2015 was a very interesting year in its own right, the way it finished was even more interesting. As the year progressed we saw global trade, GDP and earnings weaken significantly. We saw unprecedented rhetoric geopolitically while central banks and sovereign treasuries became suspect from both credibility and in some cases solvency points of view.
As the world turns on credit and credit alone, it would be a good exercise to make this the focal point. We know the Fed “mandated” higher rates just a couple of weeks before Christmas. I use the word “mandated” because it looks like they have raised rates but done nothing as far as withdrawing collateral and actually tightening credit conditions. We saw no evidence of any tightening through year end. Then the unbelievable happened, overnight rates collapsed to .12 basis points on Dec. 31.
Specifically I believe it is important to look at what happened in the U.S. credit markets on the final day of the year because it exposes two important areas. Rates collapsed well below the recently announced new range and the Fed had a record overnight auction. http://www.zerohedge.com/news/2015-12-31/yellen-you-have-problem-rate-hike-corridor-just-broke
http://finance.yahoo.com/news/-475-billion-year-end-fed-auction-suggests-more-problems-in-credit–mutual-funds-023901085.html# As a kicker, money market rates spiked.
Why is any of this important? First, it shows the Fed is not in the complete lockdown and control of markets but more importantly it shows how far financial institutions have gone to “portray” solvency. You see, they take a “snapshot” picture of their balance sheet at year end. The huge movements of capital and rates were these institutions getting the “bad stuff” off of their books in preparation for the public picture! Suffice it to say, the movements were quite obvious to all, internally and internationally everyone saw this and they “know”.

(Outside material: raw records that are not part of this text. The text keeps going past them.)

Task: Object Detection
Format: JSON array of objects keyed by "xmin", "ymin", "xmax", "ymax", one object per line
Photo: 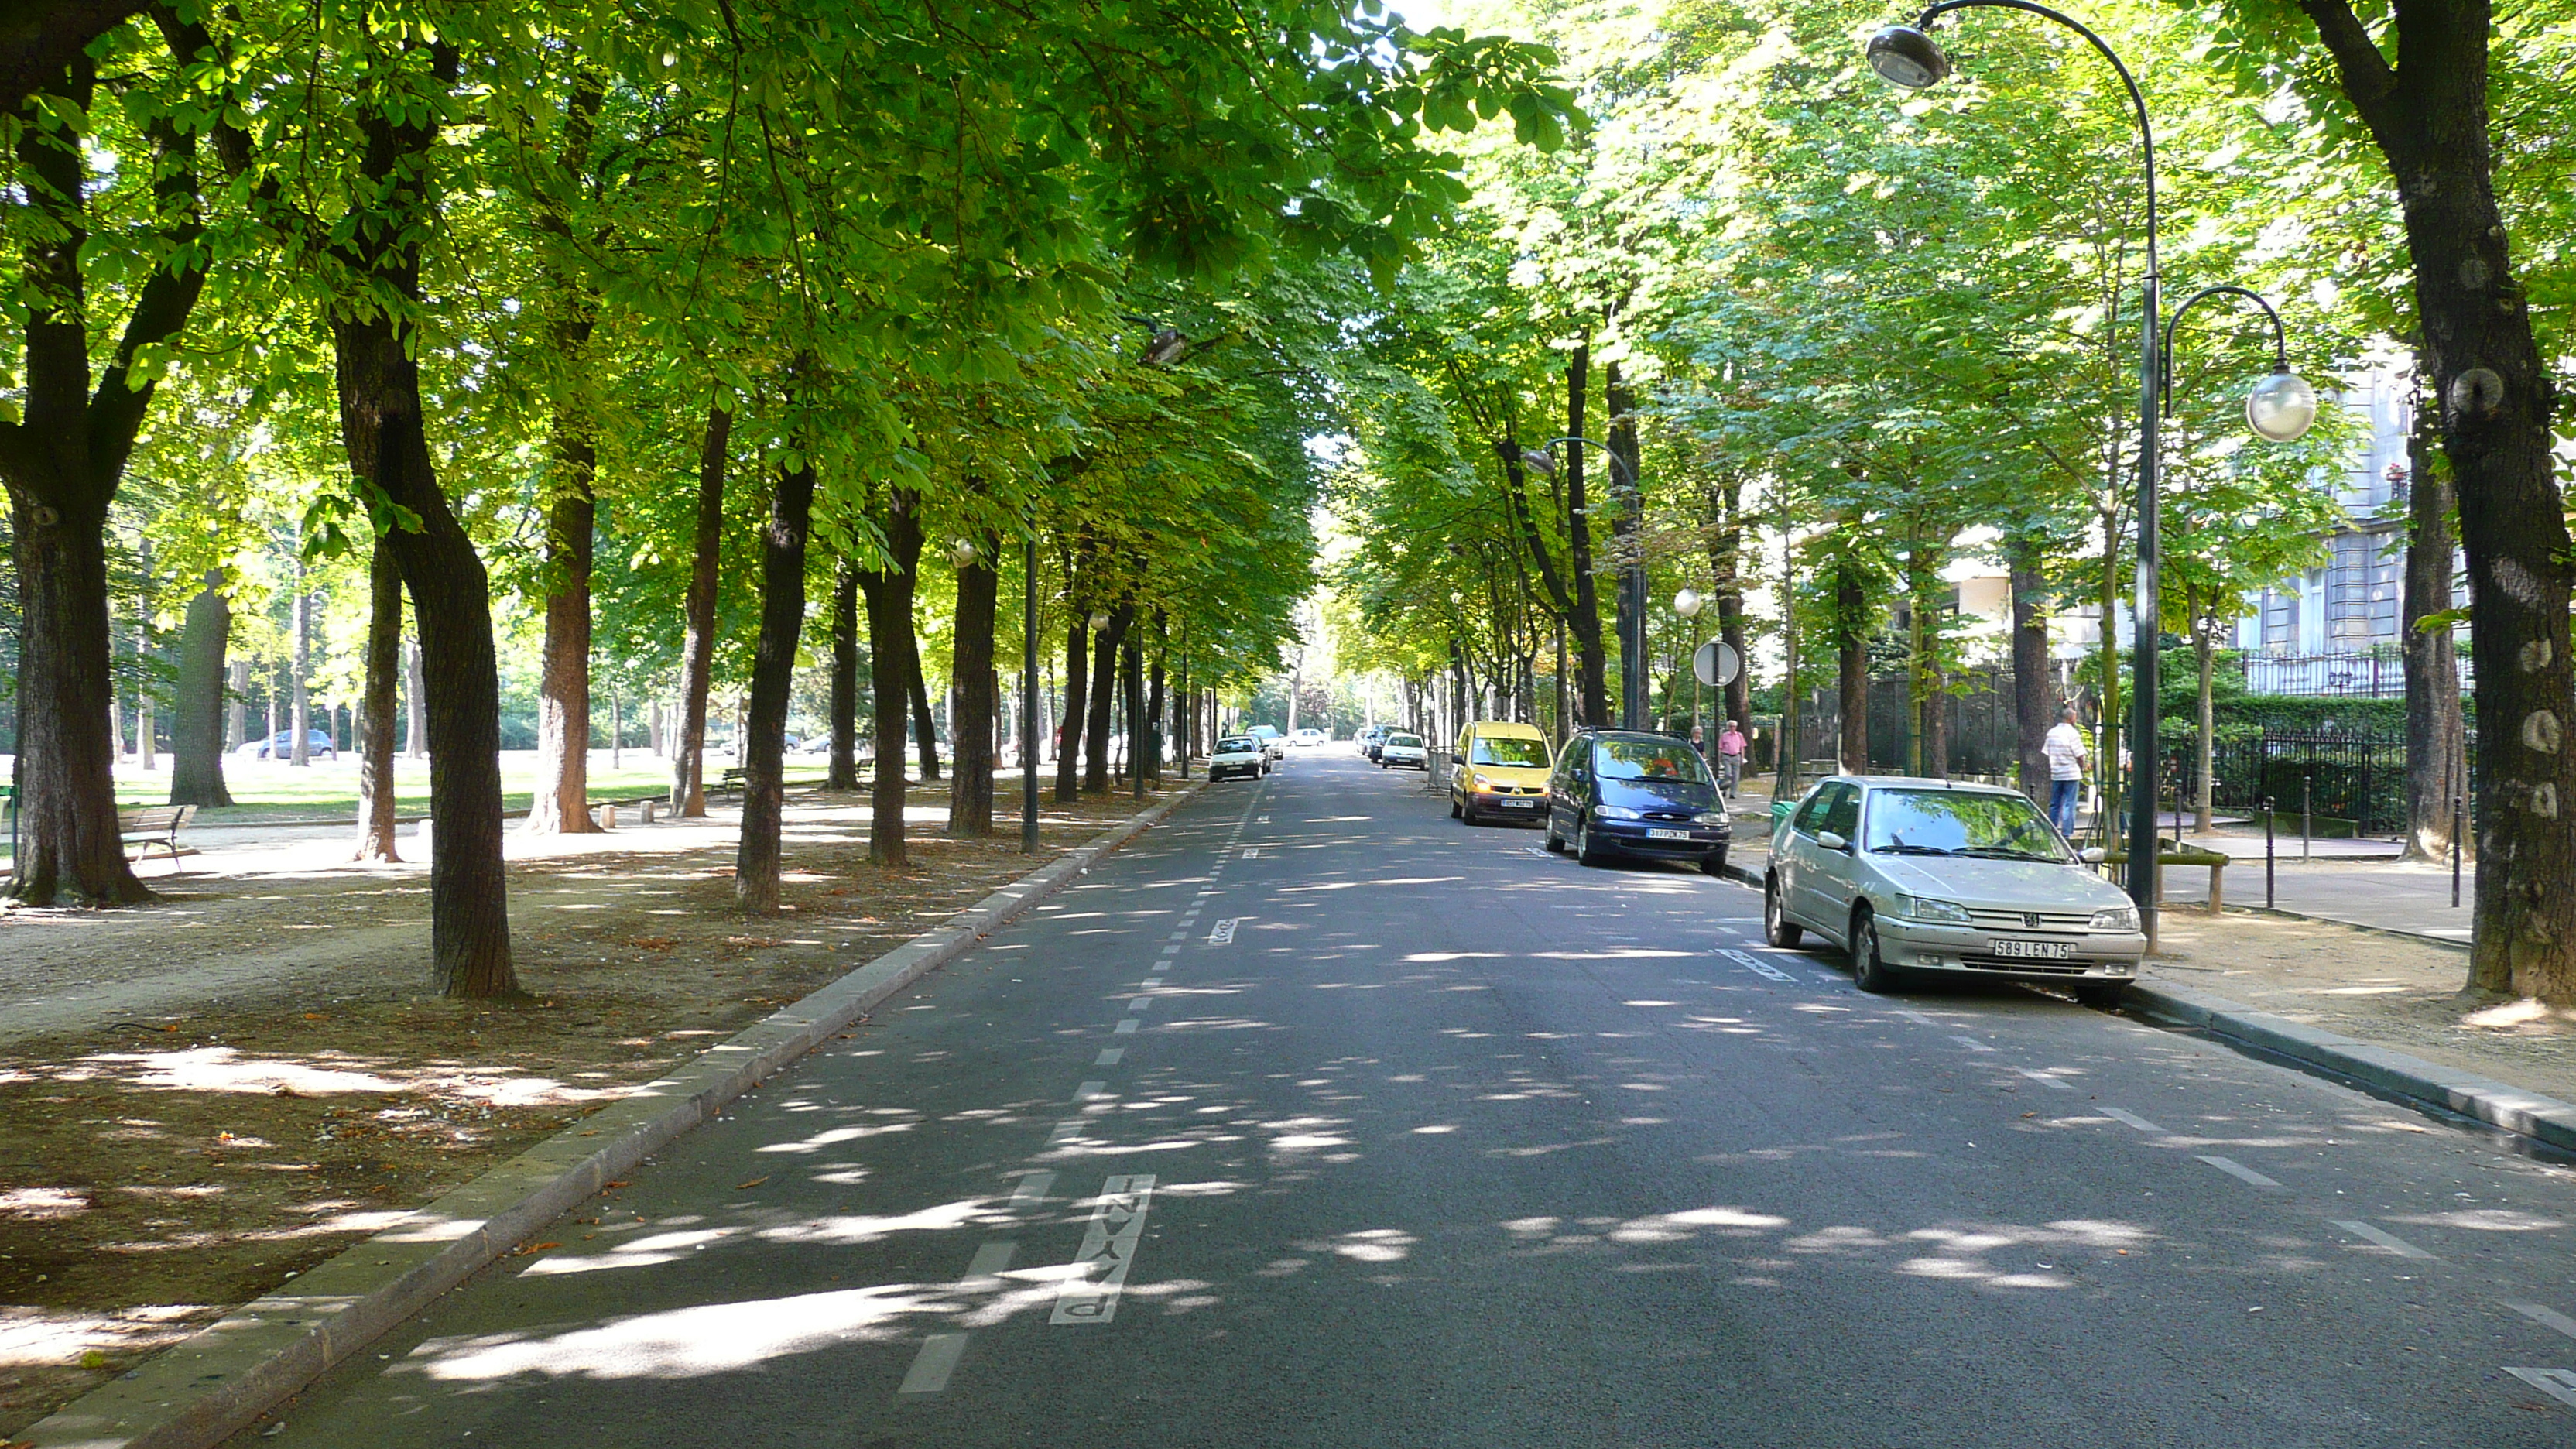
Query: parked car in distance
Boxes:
[
  {"xmin": 1543, "ymin": 730, "xmax": 1728, "ymax": 874},
  {"xmin": 1450, "ymin": 721, "xmax": 1553, "ymax": 825},
  {"xmin": 1378, "ymin": 731, "xmax": 1427, "ymax": 769},
  {"xmin": 1764, "ymin": 775, "xmax": 2146, "ymax": 1002},
  {"xmin": 240, "ymin": 728, "xmax": 338, "ymax": 760},
  {"xmin": 1292, "ymin": 728, "xmax": 1327, "ymax": 748},
  {"xmin": 1209, "ymin": 735, "xmax": 1269, "ymax": 781},
  {"xmin": 1358, "ymin": 726, "xmax": 1387, "ymax": 761},
  {"xmin": 1246, "ymin": 725, "xmax": 1286, "ymax": 762}
]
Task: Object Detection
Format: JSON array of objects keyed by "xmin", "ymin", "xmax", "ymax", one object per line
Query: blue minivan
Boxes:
[{"xmin": 1543, "ymin": 729, "xmax": 1732, "ymax": 875}]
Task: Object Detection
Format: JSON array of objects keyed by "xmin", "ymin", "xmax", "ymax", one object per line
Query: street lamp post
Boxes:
[
  {"xmin": 1674, "ymin": 587, "xmax": 1706, "ymax": 743},
  {"xmin": 1864, "ymin": 2, "xmax": 2314, "ymax": 943},
  {"xmin": 1021, "ymin": 522, "xmax": 1040, "ymax": 853},
  {"xmin": 1524, "ymin": 435, "xmax": 1645, "ymax": 729}
]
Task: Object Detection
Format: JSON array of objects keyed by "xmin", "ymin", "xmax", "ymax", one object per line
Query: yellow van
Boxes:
[{"xmin": 1451, "ymin": 721, "xmax": 1554, "ymax": 826}]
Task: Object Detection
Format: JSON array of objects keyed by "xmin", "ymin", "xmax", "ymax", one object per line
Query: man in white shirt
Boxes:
[{"xmin": 2042, "ymin": 707, "xmax": 2088, "ymax": 836}]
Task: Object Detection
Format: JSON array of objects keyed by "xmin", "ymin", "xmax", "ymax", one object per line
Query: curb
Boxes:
[
  {"xmin": 2221, "ymin": 902, "xmax": 2472, "ymax": 954},
  {"xmin": 23, "ymin": 784, "xmax": 1205, "ymax": 1449},
  {"xmin": 2129, "ymin": 975, "xmax": 2576, "ymax": 1155}
]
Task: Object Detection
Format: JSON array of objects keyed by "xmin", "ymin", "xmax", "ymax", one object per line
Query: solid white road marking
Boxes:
[
  {"xmin": 1094, "ymin": 1047, "xmax": 1125, "ymax": 1066},
  {"xmin": 1719, "ymin": 948, "xmax": 1795, "ymax": 982},
  {"xmin": 2503, "ymin": 1368, "xmax": 2576, "ymax": 1411},
  {"xmin": 1209, "ymin": 919, "xmax": 1239, "ymax": 944},
  {"xmin": 1948, "ymin": 1035, "xmax": 1996, "ymax": 1053},
  {"xmin": 963, "ymin": 1240, "xmax": 1017, "ymax": 1289},
  {"xmin": 899, "ymin": 1333, "xmax": 970, "ymax": 1395},
  {"xmin": 2509, "ymin": 1302, "xmax": 2576, "ymax": 1343},
  {"xmin": 2102, "ymin": 1108, "xmax": 2167, "ymax": 1133},
  {"xmin": 1893, "ymin": 1009, "xmax": 1943, "ymax": 1028},
  {"xmin": 2331, "ymin": 1220, "xmax": 2436, "ymax": 1260},
  {"xmin": 1051, "ymin": 1174, "xmax": 1157, "ymax": 1324},
  {"xmin": 1114, "ymin": 1018, "xmax": 1139, "ymax": 1034},
  {"xmin": 1008, "ymin": 1171, "xmax": 1055, "ymax": 1208},
  {"xmin": 2017, "ymin": 1069, "xmax": 2075, "ymax": 1091},
  {"xmin": 2196, "ymin": 1154, "xmax": 2283, "ymax": 1188}
]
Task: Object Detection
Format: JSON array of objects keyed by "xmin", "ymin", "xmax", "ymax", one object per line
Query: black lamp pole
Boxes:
[{"xmin": 1021, "ymin": 520, "xmax": 1040, "ymax": 854}]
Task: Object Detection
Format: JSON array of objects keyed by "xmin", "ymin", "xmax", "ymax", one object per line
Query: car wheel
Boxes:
[
  {"xmin": 1850, "ymin": 907, "xmax": 1899, "ymax": 993},
  {"xmin": 1543, "ymin": 820, "xmax": 1566, "ymax": 852},
  {"xmin": 1574, "ymin": 815, "xmax": 1608, "ymax": 867},
  {"xmin": 1764, "ymin": 877, "xmax": 1804, "ymax": 949},
  {"xmin": 2074, "ymin": 981, "xmax": 2128, "ymax": 1010},
  {"xmin": 1451, "ymin": 794, "xmax": 1464, "ymax": 820},
  {"xmin": 1699, "ymin": 847, "xmax": 1728, "ymax": 878}
]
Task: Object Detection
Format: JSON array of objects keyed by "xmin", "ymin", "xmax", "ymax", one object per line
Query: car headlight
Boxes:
[
  {"xmin": 1595, "ymin": 804, "xmax": 1643, "ymax": 821},
  {"xmin": 2089, "ymin": 906, "xmax": 2140, "ymax": 932},
  {"xmin": 1896, "ymin": 895, "xmax": 1971, "ymax": 925},
  {"xmin": 1472, "ymin": 773, "xmax": 1492, "ymax": 790},
  {"xmin": 1692, "ymin": 810, "xmax": 1726, "ymax": 826}
]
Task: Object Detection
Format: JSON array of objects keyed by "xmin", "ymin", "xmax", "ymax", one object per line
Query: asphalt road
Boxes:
[{"xmin": 246, "ymin": 750, "xmax": 2576, "ymax": 1447}]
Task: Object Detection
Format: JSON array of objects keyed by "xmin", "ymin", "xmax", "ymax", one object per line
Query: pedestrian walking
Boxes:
[
  {"xmin": 1718, "ymin": 719, "xmax": 1747, "ymax": 798},
  {"xmin": 2043, "ymin": 706, "xmax": 2088, "ymax": 837}
]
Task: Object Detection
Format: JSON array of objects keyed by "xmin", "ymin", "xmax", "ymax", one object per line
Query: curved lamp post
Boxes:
[
  {"xmin": 1524, "ymin": 435, "xmax": 1648, "ymax": 729},
  {"xmin": 1865, "ymin": 2, "xmax": 2314, "ymax": 943},
  {"xmin": 1674, "ymin": 588, "xmax": 1706, "ymax": 744}
]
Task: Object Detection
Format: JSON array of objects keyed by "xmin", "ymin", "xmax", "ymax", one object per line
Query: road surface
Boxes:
[{"xmin": 245, "ymin": 749, "xmax": 2576, "ymax": 1447}]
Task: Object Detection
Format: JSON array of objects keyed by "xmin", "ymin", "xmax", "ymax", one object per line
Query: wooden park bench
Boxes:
[
  {"xmin": 718, "ymin": 766, "xmax": 750, "ymax": 796},
  {"xmin": 2103, "ymin": 841, "xmax": 2230, "ymax": 912},
  {"xmin": 119, "ymin": 804, "xmax": 198, "ymax": 873}
]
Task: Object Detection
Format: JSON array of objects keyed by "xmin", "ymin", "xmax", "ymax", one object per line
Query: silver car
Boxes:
[{"xmin": 1764, "ymin": 775, "xmax": 2148, "ymax": 1005}]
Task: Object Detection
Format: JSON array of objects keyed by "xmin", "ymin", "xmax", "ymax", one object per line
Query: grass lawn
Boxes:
[{"xmin": 8, "ymin": 751, "xmax": 838, "ymax": 828}]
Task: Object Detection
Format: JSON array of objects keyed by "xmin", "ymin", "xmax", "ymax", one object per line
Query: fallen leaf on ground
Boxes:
[{"xmin": 735, "ymin": 1176, "xmax": 769, "ymax": 1190}]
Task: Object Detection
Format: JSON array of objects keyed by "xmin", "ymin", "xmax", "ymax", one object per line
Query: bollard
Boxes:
[
  {"xmin": 641, "ymin": 798, "xmax": 658, "ymax": 824},
  {"xmin": 600, "ymin": 803, "xmax": 617, "ymax": 831},
  {"xmin": 2451, "ymin": 790, "xmax": 2464, "ymax": 909},
  {"xmin": 2263, "ymin": 795, "xmax": 2275, "ymax": 910},
  {"xmin": 2301, "ymin": 772, "xmax": 2312, "ymax": 862}
]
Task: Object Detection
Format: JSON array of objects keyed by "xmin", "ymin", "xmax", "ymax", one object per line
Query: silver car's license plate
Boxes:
[
  {"xmin": 1990, "ymin": 938, "xmax": 2074, "ymax": 961},
  {"xmin": 1646, "ymin": 827, "xmax": 1691, "ymax": 841}
]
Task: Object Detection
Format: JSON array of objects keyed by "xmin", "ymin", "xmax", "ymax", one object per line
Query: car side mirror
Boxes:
[
  {"xmin": 1816, "ymin": 831, "xmax": 1849, "ymax": 852},
  {"xmin": 2079, "ymin": 846, "xmax": 2106, "ymax": 864}
]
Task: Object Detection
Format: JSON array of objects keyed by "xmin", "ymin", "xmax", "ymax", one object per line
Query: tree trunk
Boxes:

Shifting gears to the beginning of the year’s trading, “Happy New Year”! Over the weekend, Saudi Arabia and Iran held their version of a “beheadarama” tit for tat which ended in the Saudi embassy in Tehran burned to the ground and the Saudis then breaking diplomatic ties. This all occurred with the Saudis saying “we don’t care what the White House thinks of our actions”. Can anyone say bye bye petrodollar? In case you missed the obvious here, this is further evidence of a loss of control by Washington.
As the markets opened around the world, China took the lead and dropped 7% to trip their circuit breakers to close their markets for the day. Interestingly the bozos on CNBC are saying “7% isn’t that much, China will probably change their rules and become closer to U.S. circuit breakers of 20%” …
Really? Does anyone believe our markets would even open on day two after a 20% drop? Many readers were either too young or were not paying attention in 1987. The market crashed on a Monday but it was Tuesday that was the scariest day. It was the purchase of illiquid Value Line futures with something like $6 million that turned the markets when everything else was frozen. It was this event which created the plunge protection team and the belief in the “Fed put”. The problem is this, we became so addicted to “help” on a 24/7 basis since 2008 and “risk” now has less than zero premium in it. We wake up ever single day to “it can never happen again, the government will not allow it”.
I ask you this, what will happen to markets when it is perceived the Fed/Treasury/U.S. is NOT IN CONTROL? Please do not tell me this can never happen because we just had a “three fer” in this category. Money and credit went out of control Dec. 31st, geopolitics went out of control over the weekend and now the markets opened worse than any year since 1932!
I believe this “loss of control” began in late August last year and we have seen tremors on and off ever since. The complete loss of control is certainly and mathematically coming. I can say this with confidence because we are living in a larger experiment than ever before in history. We have lived through credit bubbles before, we know they have always burst and caused economic and financial ruin. To think “this time will be different” is the height of idiocy. The only “difference” will be the scope and magnitude of how bad the collapse will be. Previous credit bubbles never included the issuer and finances of the world’s reserve currency. The “foundation” to the world’s financial system will come into question and the greatest panic of all time will only be stopped by turning the lights out in the casinos. Loss of control and the plugs being pulled all around the world will lead to one universal “view” when the dust clears …an UNRECOGNIZABLE VIEW!